月輪
托鉢僧が108回目の鈴を鳴らす前に俺が奴を殺すか自分を殺すか決める事が世界最大の問題の様な気がしてきた。
奴を殺してから死ぬのは問題が無いが、死んでから殺せない事は確実だ。
立川駅に毎週現れる托鉢僧と地縛霊、どっちが迷惑なのかを考え始めた途端に鈴の音が俺の思考を遮った。
あの鈴はいつから鳴っているのだろうか。
あの托鉢僧はいつからあの鈴を鳴らしているのだろうか。
川の終わりを見に行った事がある。
夜通し自転車で走って河口までたどり着いたが、数百メートル手前で自転車がパンクしたので押して歩いた。
河口が見えた瞬間に俺は川の始まりを見た事が無いと言う事実に思い当たり、歩くのを止めそうになった。
物事の終わりは目にしても始まりを目にする事は少ない。
仮に見ていたとしてもそれを始まりだと認識する事は少ない。
だから夢がどうやって始まるのかを知っているひとはいない。
映画や舞台が始まる時の様に緞帳が開く訳でもないし、テレビやゲームの様にスイッチを入れたりする訳でもない。
そして夢は終りも曖昧だ。
本を閉じる様に終わる事もないし、CDやレコードの様に終わる訳でもない。
目覚めはあくまで睡眠の終わりであって夢の終わりではない。
キンコンカンコン。
寂しさや疲れを溶かした色の空。殺したくなる様な夕暮れの赤。
夕方五時に鳴るあのチャイムは昼の終わりを告げているのか夜の始まりを告げているのか、そんな事を考えた。

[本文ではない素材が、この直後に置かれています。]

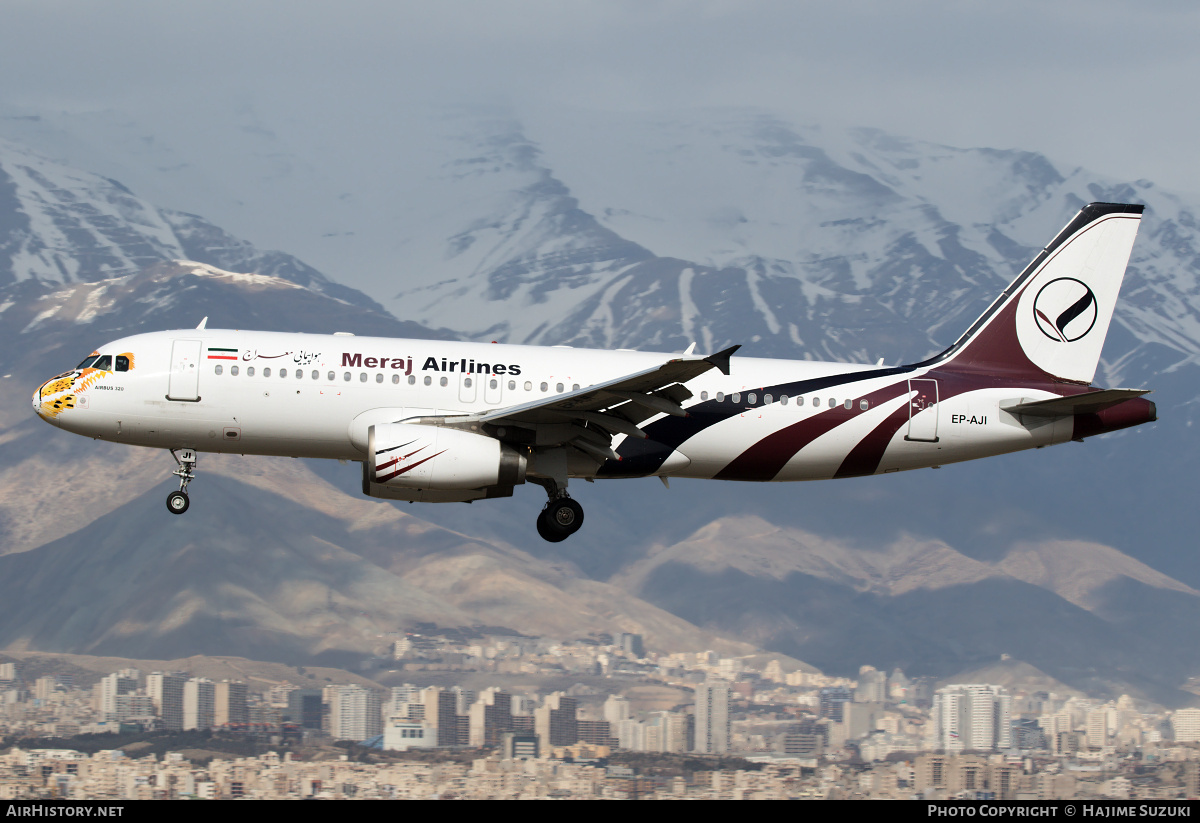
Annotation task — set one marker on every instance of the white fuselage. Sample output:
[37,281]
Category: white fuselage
[316,395]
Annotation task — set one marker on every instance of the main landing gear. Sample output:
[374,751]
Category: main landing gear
[561,517]
[178,502]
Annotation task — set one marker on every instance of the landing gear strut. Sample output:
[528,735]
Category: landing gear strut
[561,517]
[178,502]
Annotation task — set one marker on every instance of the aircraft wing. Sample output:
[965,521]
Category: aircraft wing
[616,406]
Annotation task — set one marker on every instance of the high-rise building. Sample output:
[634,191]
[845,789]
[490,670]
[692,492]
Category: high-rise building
[873,685]
[118,683]
[713,718]
[305,708]
[631,644]
[167,694]
[832,701]
[441,712]
[617,708]
[231,703]
[198,703]
[972,718]
[1186,724]
[556,720]
[354,713]
[490,718]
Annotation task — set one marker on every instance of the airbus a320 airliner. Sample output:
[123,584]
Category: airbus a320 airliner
[439,422]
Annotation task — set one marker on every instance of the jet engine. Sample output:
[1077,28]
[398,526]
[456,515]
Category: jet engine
[438,464]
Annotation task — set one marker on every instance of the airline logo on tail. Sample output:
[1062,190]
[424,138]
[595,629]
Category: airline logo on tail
[1071,305]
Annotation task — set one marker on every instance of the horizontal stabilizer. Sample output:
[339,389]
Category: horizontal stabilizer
[1065,407]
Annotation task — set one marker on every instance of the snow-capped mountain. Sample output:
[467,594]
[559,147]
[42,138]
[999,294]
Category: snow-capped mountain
[63,224]
[657,232]
[649,233]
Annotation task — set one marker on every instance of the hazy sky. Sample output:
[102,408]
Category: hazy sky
[1101,83]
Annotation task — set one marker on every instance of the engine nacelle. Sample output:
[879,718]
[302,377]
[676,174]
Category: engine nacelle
[435,463]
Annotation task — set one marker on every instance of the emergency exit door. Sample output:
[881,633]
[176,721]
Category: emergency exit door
[185,371]
[922,410]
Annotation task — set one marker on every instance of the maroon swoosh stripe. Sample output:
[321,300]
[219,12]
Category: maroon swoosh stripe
[402,457]
[767,457]
[864,458]
[405,469]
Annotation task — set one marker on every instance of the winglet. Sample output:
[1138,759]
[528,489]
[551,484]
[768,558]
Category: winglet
[721,359]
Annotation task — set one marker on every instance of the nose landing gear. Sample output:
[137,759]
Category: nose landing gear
[178,502]
[559,518]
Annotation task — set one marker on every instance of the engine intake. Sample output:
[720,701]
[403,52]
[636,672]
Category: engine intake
[441,463]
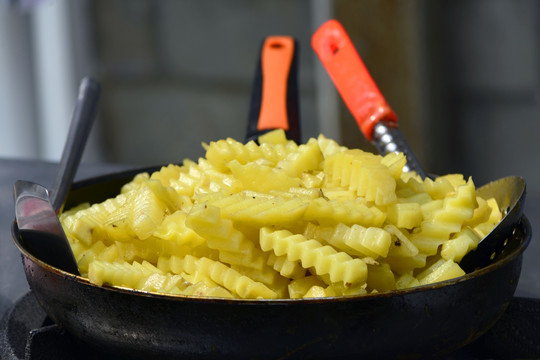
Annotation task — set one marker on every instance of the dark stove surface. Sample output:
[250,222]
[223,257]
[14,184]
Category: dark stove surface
[27,333]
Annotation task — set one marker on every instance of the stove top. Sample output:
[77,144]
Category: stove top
[27,333]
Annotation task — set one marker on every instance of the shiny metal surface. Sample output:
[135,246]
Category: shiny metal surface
[387,138]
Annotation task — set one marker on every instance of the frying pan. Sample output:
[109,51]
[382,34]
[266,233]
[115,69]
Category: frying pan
[427,321]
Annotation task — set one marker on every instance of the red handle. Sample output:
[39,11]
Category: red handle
[276,59]
[350,76]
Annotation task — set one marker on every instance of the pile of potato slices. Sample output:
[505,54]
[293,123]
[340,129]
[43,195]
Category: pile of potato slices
[276,219]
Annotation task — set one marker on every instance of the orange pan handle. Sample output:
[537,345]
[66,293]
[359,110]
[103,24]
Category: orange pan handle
[351,78]
[274,101]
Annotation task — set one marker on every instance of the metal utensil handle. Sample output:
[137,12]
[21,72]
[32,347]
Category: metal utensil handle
[387,138]
[81,123]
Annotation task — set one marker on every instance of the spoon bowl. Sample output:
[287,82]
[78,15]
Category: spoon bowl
[36,210]
[509,192]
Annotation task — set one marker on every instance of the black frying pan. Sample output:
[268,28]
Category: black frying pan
[425,321]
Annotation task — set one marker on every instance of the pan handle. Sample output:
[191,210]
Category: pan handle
[351,77]
[274,100]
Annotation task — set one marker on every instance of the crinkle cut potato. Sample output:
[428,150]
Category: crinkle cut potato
[280,220]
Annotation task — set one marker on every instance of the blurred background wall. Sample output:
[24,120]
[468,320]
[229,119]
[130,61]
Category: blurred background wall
[462,75]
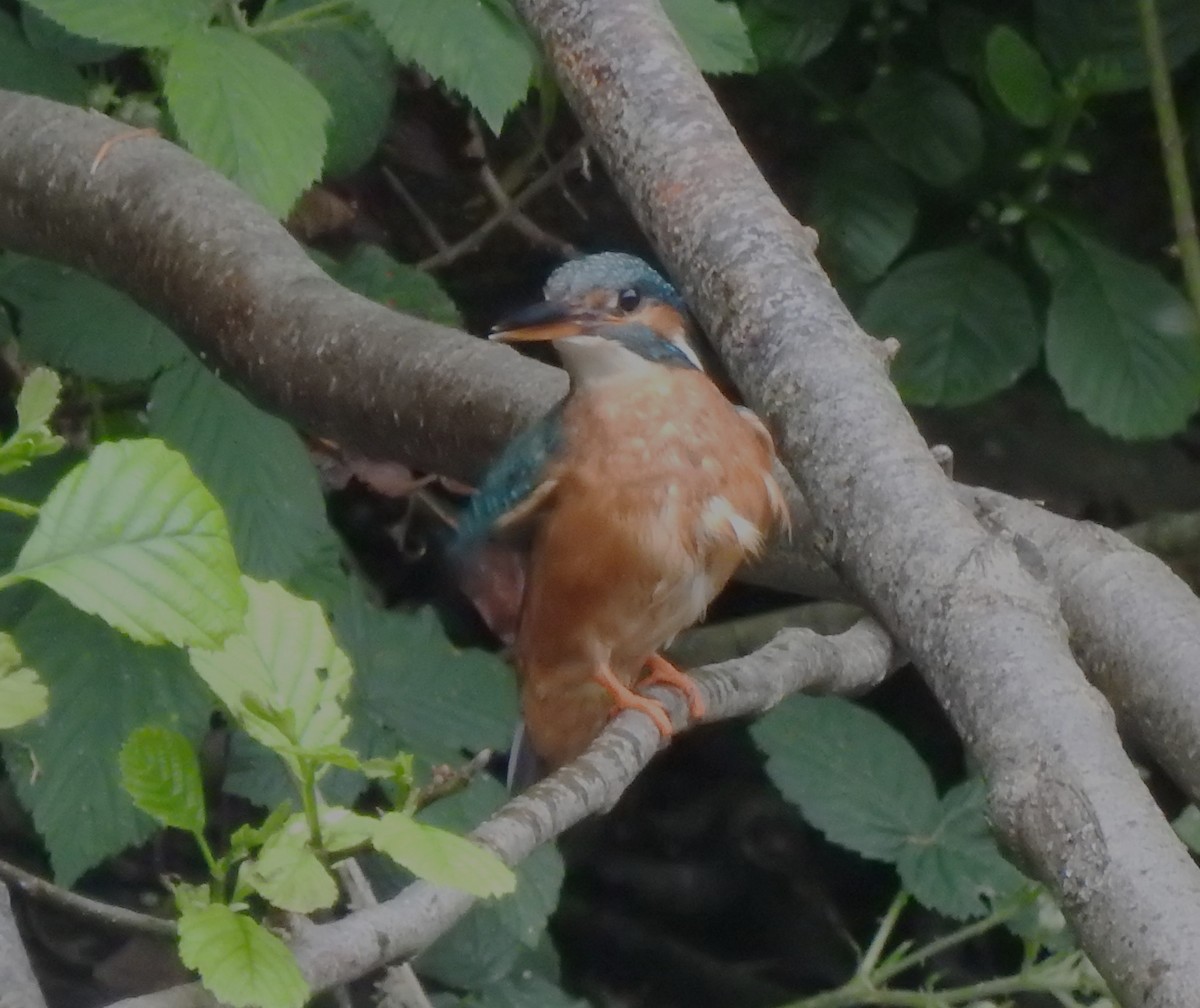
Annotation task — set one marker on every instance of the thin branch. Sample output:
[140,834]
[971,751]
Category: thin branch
[106,915]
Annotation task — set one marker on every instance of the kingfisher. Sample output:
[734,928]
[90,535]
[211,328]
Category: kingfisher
[616,520]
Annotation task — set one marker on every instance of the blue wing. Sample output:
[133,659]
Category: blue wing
[514,479]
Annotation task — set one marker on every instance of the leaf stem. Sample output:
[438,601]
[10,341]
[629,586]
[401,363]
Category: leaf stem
[1171,141]
[303,18]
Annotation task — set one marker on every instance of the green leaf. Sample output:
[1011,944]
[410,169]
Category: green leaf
[33,438]
[132,537]
[474,47]
[72,322]
[162,775]
[490,941]
[253,463]
[965,324]
[1121,341]
[245,112]
[102,687]
[786,33]
[442,857]
[288,875]
[714,34]
[924,123]
[1019,77]
[23,696]
[286,659]
[24,70]
[863,209]
[48,36]
[373,274]
[239,960]
[852,775]
[957,868]
[1105,35]
[129,22]
[353,70]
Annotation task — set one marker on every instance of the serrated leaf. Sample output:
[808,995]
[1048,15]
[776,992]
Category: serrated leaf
[253,463]
[33,439]
[786,33]
[285,658]
[924,123]
[132,537]
[965,324]
[162,775]
[474,47]
[1121,341]
[129,22]
[957,869]
[353,70]
[714,34]
[239,960]
[852,775]
[1105,35]
[863,208]
[76,323]
[373,274]
[1019,77]
[25,70]
[442,857]
[23,696]
[101,688]
[247,113]
[288,875]
[487,943]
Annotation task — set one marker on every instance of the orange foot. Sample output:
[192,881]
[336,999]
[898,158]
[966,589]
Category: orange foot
[624,699]
[664,673]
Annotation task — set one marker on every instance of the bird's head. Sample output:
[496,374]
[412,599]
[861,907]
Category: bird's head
[612,297]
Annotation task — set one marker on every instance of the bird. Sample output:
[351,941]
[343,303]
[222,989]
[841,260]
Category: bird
[615,521]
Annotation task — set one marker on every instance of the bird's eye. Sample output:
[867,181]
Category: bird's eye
[628,300]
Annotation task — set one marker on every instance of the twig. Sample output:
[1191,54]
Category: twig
[1171,139]
[473,240]
[424,221]
[93,910]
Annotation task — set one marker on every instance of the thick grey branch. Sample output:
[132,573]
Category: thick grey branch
[987,634]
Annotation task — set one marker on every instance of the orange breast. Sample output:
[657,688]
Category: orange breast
[663,491]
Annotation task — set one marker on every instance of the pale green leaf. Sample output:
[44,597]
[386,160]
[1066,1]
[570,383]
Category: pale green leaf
[239,960]
[1105,35]
[786,33]
[965,324]
[442,857]
[714,34]
[23,696]
[36,402]
[162,775]
[863,209]
[353,70]
[1019,77]
[129,22]
[925,123]
[102,687]
[253,463]
[957,868]
[76,323]
[24,70]
[132,537]
[1121,341]
[373,274]
[852,775]
[286,659]
[244,111]
[474,47]
[288,875]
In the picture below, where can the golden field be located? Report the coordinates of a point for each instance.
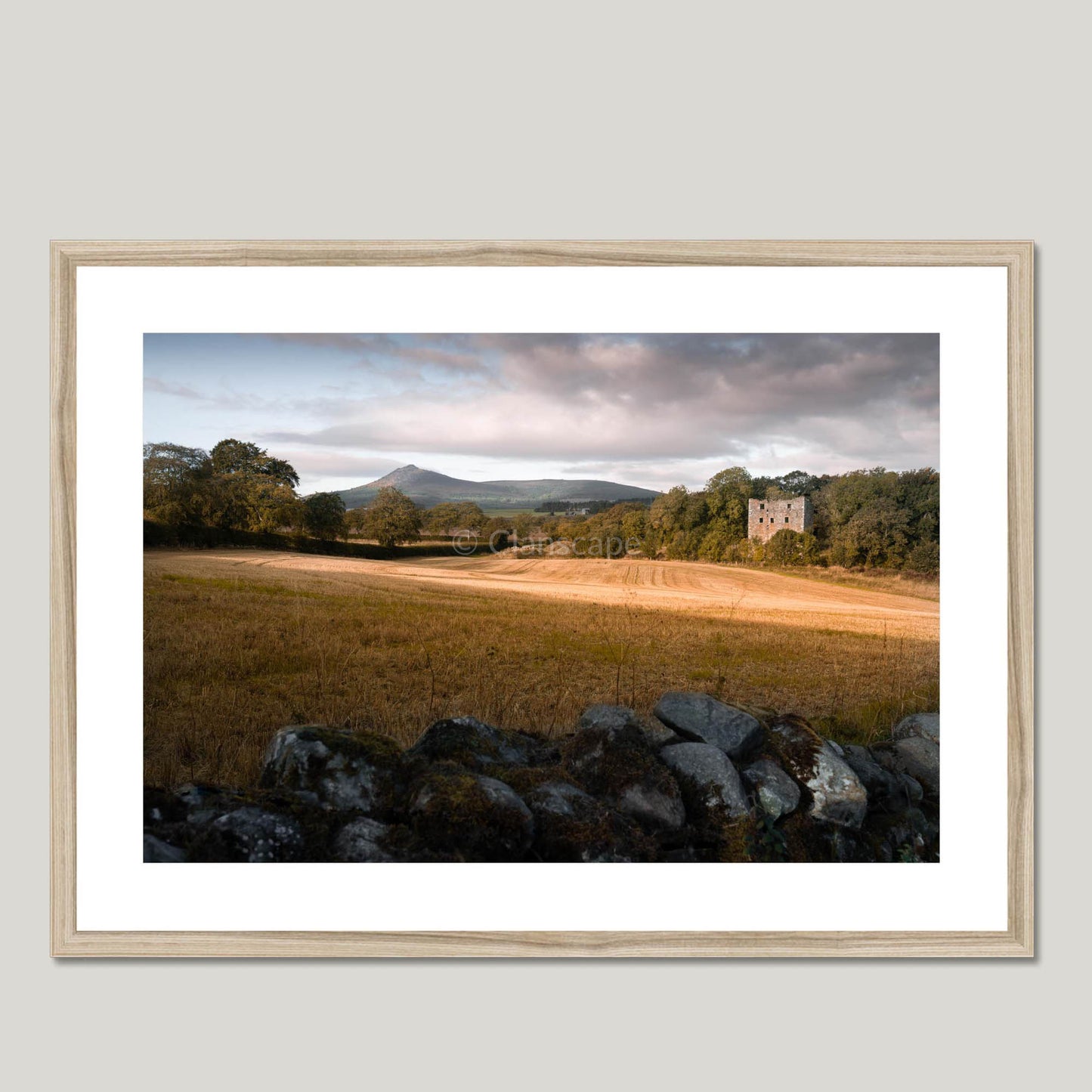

梅雨は春の終わりと告げているのだろうか、夏の始まりを告げているのだろうか。
その両方なのだとしたらあのチャイムもきっと両方なんだろう。
ベンチに腰を下ろす。影は長く伸びる。後悔よりも長く、希望よりは短く。
ひとびとが俺の影を踏みながら目の前を通り過ぎていく。
チリン。湿った鈴の音が響く。
コンビニのホットスナックを食べながら歩く男子学生。お前のモラトリアムをくれ。
若さをすり減らしながら歩くOL。お前の無謬性をくれ。
金色の時計をしたストライプスーツの男が行く。お前の自信をくれ。
俺は缶コーヒーを握り潰そうとしてその力が残っていない事に気づいた。
チリン。
さようなら、それは終りの言葉ではない。
再び会うまでの遠い約束になり得るかは分からないが、とにかく終わりの言葉ではない。
こんにちは、はじめまして。
それは始まりの言葉だけれど、本当の始まりはもっと前にあるんだろう。
そもそも多くの関係性は明確な終わりを迎える事が出来ない。
曖昧なまま消えていく。
砂糖やクリームがコーヒーに溶けていくように。雪や灰が雨に流されていくように。
コーヒーを飲みながら血管を拡張させて煙草を吸いながら血管を収縮させる。
短い希望だとか胡蝶の夢だとかとりあえずそういったものだけれど形があるものは終りが明確だ。
飲み切ればそれが終わりだし、フィルターまで火種が届けばそれが終わりだ。
店には閉店時間があってそれが終わりだし、最終電車が行ってしまえばそれがその日の終わりだ。
明確な終わりだ。
ピピー。
ホイッスルが鳴った気がする。
もしかしたら生活の悲鳴かも知れない。
誰の?もしかしたら俺のかもしれないしそうじゃないかも知れない。
タイムアップ。終了。ノーサイド。
明確だったらそれが曖昧に溶けていく。線が消える。越えるものが無くなる。
負けを認めない限り負けじゃないと言うのであれば、終わりを認めない限りその読点やピリオドが打たれないと言う話になるはずだけれど、それは実際のところ偏執狂の戯言に過ぎない。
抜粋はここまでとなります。